When everything changes, you have to keep going anyway. That’s what we’re learning from these last few months, I think. It’s what I’m trying to apply to my novel, too.

When I first started writing SC, I had no expectations of myself or my novel. Those were the days. I remember reaching Chapter 6 and being impressed with myself, because none of my stories ever got past chapter five. After ten months of writing, I finished the first draft of SC at the age of fifteen. Twelve months after that, I finished the first draft of Book 2. Another eighteen months after that, I finished the considerably longer first draft of Book 3. Maybe two or three years after that, I gave up on the first drafts of Book 4 and the spinoff I’ll call Book 5. Why?

From the time I finished the first draft of SC and started Book 2, I also started working on Book 1 all over again. It started with trying to convert my handwritten draft onto a computer, but in trying to type it up I was seeing all these mistakes and inconsistencies and soon enough, I decided I wouldn’t just type up Book 1, I would rewrite it. And I tried. I would type several chapters, love them, share them with people, get feedback, think about them, reread them, and see something else I wanted to change, something big enough that it was easier just to start over than to try to work it into the ten chapters I’d already written.

And so I would start over, and over and over and over again. And now, nearly ten years since I finished the first draft of SC, I haven’t finished a second draft. In fact, so much of it has changed at this point (and good thing too, because fifteen year old me was not yet a decent writer) that when I finish my current draft, I’d consider it another first draft.

The most recent iteration of SC, sitting at 76k words, is the furthest I’ve gotten with a single draft of SC since that first first draft a decade ago. It’s hard to tell how long that one was because it was written by hand and took up four different notebooks of varying page lengths with many entire pages crossed out to boot, but I think it was shorter than the current draft is (maybe 50k?). Which means SC as it stands is the longest project I’ve ever written. I’ve only managed to get this far, because I stopped allowing myself to go back to edit or start over, and to appease my perfectionist tendencies I instead made notes for myself as to what I wanted to change. When I finish this first draft, only then will I allow myself to go back and make those changes.

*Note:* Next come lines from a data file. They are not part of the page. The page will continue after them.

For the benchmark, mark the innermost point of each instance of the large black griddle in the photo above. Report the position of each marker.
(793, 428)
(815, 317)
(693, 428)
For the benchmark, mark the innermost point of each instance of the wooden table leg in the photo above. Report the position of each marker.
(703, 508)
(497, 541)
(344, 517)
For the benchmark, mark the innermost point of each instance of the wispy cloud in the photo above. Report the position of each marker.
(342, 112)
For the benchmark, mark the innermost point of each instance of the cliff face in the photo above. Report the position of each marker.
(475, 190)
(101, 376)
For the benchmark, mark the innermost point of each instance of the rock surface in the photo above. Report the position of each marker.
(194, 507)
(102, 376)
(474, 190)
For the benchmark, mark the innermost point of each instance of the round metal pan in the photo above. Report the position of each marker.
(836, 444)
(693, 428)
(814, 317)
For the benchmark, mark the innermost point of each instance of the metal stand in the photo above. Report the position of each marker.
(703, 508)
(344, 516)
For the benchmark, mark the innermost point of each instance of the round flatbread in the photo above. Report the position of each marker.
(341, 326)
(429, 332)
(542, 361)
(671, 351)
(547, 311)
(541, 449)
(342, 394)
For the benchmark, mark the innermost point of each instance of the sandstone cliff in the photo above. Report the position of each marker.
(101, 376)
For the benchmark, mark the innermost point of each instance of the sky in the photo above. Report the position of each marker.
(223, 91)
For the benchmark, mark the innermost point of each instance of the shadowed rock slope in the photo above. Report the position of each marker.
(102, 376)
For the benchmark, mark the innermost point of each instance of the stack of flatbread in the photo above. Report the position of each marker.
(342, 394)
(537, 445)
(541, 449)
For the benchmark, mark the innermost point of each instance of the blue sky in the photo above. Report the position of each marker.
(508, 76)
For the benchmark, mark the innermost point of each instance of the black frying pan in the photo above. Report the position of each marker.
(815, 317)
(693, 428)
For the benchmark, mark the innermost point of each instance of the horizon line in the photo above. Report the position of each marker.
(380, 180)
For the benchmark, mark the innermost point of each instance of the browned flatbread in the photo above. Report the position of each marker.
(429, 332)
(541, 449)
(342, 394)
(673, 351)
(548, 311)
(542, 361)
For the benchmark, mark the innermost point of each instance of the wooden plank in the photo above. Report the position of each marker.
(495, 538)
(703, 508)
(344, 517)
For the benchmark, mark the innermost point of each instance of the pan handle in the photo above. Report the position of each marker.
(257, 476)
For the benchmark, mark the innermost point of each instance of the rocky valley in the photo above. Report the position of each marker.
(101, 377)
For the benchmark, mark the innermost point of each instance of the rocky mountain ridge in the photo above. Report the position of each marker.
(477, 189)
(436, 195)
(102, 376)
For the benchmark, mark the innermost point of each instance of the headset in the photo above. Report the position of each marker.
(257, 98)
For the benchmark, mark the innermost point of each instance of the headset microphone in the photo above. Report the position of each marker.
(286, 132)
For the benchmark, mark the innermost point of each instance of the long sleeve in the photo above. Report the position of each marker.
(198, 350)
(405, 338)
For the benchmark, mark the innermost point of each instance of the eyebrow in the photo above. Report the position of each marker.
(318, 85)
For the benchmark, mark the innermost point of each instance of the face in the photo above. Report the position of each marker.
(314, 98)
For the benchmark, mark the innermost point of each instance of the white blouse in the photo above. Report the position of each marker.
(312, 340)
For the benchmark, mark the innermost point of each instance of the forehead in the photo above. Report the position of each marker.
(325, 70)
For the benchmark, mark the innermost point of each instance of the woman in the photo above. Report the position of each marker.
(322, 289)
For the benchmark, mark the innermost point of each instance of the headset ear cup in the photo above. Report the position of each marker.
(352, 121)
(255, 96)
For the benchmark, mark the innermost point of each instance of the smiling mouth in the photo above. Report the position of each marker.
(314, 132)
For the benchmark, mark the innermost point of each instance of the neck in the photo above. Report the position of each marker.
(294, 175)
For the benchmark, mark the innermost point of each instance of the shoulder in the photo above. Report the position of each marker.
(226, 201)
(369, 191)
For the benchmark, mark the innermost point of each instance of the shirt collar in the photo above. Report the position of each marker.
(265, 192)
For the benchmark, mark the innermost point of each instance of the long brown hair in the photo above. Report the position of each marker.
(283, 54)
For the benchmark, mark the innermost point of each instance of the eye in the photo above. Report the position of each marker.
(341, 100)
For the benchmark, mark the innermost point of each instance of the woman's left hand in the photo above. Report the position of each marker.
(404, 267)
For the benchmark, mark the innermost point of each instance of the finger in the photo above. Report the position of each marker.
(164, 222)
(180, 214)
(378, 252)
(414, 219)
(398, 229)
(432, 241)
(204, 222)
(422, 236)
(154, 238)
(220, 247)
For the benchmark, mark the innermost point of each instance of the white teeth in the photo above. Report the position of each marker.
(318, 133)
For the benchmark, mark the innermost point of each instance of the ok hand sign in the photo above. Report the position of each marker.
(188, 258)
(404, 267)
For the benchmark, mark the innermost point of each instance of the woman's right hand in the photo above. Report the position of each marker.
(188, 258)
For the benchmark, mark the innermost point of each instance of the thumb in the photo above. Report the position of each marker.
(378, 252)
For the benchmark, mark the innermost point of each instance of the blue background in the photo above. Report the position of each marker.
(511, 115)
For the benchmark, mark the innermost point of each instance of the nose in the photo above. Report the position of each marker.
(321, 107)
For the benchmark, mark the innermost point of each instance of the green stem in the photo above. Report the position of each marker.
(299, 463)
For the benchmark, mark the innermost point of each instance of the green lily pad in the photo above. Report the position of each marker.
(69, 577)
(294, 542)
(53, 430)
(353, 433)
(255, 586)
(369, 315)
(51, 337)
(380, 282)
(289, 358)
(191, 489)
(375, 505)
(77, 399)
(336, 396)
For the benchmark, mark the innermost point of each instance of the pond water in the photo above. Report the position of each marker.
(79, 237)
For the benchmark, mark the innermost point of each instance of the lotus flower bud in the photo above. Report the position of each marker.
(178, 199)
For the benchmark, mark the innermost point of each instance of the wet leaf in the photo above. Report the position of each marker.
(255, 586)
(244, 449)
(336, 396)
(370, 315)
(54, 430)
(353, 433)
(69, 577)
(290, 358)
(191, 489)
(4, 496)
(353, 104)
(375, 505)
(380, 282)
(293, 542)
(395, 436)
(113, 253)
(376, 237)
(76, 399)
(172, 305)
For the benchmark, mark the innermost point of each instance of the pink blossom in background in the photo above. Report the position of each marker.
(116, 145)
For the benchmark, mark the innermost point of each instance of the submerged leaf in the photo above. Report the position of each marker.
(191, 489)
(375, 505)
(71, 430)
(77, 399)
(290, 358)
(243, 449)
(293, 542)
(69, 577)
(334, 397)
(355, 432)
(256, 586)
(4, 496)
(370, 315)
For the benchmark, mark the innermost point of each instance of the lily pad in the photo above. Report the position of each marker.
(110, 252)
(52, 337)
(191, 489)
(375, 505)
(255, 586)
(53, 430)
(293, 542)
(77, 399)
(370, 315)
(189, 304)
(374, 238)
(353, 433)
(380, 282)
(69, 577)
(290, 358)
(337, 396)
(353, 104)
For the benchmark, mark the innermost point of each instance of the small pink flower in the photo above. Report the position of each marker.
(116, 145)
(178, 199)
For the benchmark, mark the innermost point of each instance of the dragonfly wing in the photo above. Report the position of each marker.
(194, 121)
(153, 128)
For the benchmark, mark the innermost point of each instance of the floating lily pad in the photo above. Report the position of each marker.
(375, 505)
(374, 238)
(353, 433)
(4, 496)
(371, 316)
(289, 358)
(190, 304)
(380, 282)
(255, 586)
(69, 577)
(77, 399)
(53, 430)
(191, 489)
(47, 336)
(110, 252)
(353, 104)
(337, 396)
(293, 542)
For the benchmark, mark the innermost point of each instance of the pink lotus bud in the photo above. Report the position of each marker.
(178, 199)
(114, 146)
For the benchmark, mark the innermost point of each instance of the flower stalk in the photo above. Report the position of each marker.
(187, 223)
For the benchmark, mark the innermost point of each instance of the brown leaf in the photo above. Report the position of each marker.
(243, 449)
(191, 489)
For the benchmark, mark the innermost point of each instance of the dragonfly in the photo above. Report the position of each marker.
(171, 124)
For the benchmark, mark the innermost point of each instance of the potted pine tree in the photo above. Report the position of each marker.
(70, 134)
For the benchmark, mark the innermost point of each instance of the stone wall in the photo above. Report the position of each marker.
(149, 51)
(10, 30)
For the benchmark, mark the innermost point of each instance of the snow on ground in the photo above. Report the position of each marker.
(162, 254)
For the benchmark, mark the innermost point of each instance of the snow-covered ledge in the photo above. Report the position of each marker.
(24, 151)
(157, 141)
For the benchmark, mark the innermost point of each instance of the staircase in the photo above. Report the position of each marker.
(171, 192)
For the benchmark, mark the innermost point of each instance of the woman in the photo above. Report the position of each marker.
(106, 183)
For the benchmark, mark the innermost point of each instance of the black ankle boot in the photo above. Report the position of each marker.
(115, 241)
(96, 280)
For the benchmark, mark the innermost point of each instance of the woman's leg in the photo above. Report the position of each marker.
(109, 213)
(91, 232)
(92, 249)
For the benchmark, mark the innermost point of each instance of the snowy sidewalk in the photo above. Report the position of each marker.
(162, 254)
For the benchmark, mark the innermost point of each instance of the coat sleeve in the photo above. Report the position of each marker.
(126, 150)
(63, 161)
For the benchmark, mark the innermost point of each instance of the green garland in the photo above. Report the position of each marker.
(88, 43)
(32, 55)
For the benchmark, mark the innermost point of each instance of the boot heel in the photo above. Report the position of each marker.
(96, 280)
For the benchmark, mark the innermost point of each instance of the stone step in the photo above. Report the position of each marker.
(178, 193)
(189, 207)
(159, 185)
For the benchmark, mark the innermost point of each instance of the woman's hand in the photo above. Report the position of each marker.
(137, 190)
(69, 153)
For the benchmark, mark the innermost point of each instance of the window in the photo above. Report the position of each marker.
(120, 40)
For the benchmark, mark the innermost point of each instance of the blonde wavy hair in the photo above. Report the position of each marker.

The latest of my problems with it is that I’ve had a few ideas, big, novel-changing ideas, that I’ve been thinking over. Things like taking out or adding in or changing the roles of characters that are kind of integral to the story. If I decide to make those changes, draft two will very much be a rewrite. And if that’s the case, what’s the point of spending my time finishing draft one?

It’s the same line of thinking that’s gotten me in trouble before, the same line of thinking that resulted in writing the beginning of SC over and over for years, never even getting far enough to reach the intro for this character.

I’m still going forward because I haven’t yet decided whether I’ll be making all those changes, or only some, or none. But with every scene, I feel more and more like I’m wasting my own time, like there’s no point to writing it now if I’m just going to rewrite it later. I had a plan when I started out (I Plotted Two Novels Today) but as I wrote, small changes began to build up and my novel now has a different plot from the one I wrote down, even though they start in the same place.

So what will I do? I have a few ideas. We’ll see what happens and I’ll write an update when I figure things out. Right now I know I don’t want to start over, even if I do decide to make major changes. Writing this draft to the end would be invaluable to the novel and the future drafts. But what I do about that constant thought that what I’m writing isn’t worth it—we’ll see, I guess.